Jesus’ concerns, which He wants once again to share with His
disciples, are that His submitted life is very shortly to be taken
through a path of deliverance into malign hands, condemnation and
death on the cross, and then resurrection. This will have a profound
effect upon the disciples and they ought to be prepared for what is
about to happen. But the disciples’ concerns at this time, on the
other hand, show how deeply unprepared they still are. When Jesus
asked them what they had been discussing on the road, they hesitated
to own up to the nature of their concerns - that they had been
discussing which of them was the greatest. So Jesus showed them that
if a child is received in Christ’s name, Christ Himself is received.
Like a child submitted to parental authority, Jesus Himself is shortly
to be received into heaven, submitted to His Father; let them too,
then, be submitted like a child! At this point the disciples were
failing the course on “How to be Really Human” even having the
greatest of teachers, and we can see that after 2000 years of the same
course taught by the Holy Spirit of God our western world seems to be
on the brink of failure, and we in the Church often register failing
grades as well. Let’s listen to the teachers of the course again.
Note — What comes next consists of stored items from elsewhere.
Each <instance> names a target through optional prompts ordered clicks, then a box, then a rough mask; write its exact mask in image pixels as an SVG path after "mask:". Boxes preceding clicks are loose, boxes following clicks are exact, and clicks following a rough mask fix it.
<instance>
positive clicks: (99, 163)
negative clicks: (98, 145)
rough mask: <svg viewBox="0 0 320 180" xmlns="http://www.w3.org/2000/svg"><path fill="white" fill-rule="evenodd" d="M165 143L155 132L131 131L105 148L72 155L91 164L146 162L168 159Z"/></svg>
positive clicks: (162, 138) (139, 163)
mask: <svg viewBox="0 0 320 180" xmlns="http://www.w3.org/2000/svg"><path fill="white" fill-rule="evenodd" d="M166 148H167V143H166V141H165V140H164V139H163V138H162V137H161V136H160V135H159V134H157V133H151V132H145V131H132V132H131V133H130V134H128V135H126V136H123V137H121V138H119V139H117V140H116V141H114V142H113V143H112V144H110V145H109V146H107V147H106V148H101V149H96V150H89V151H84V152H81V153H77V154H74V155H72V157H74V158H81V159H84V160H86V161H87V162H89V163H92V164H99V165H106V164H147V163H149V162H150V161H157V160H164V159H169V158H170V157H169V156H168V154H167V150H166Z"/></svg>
If
we are not in submission to God by the means that Jesus offers, human
society becomes disordered and compulsive and our humanity itself
becomes devilishly inhuman; but in the words of St. James, “Submit
yourselves to God. Resist the devil, and he will flee from you.” BIBLE STUDY QUESTIONS 1.
What sort of power holds together a society in which the
members are submitted to God? 2.
If the members of a society are NOT submitted to God, how can
it be made to hold together? Explain and give examples of how the two
societies (1. and 2.) differ. 3. For Jesus, a life submitted to God meant suffering. (What else might it have meant for Him?) Will a submitted life for us mean more suffering, or more joy?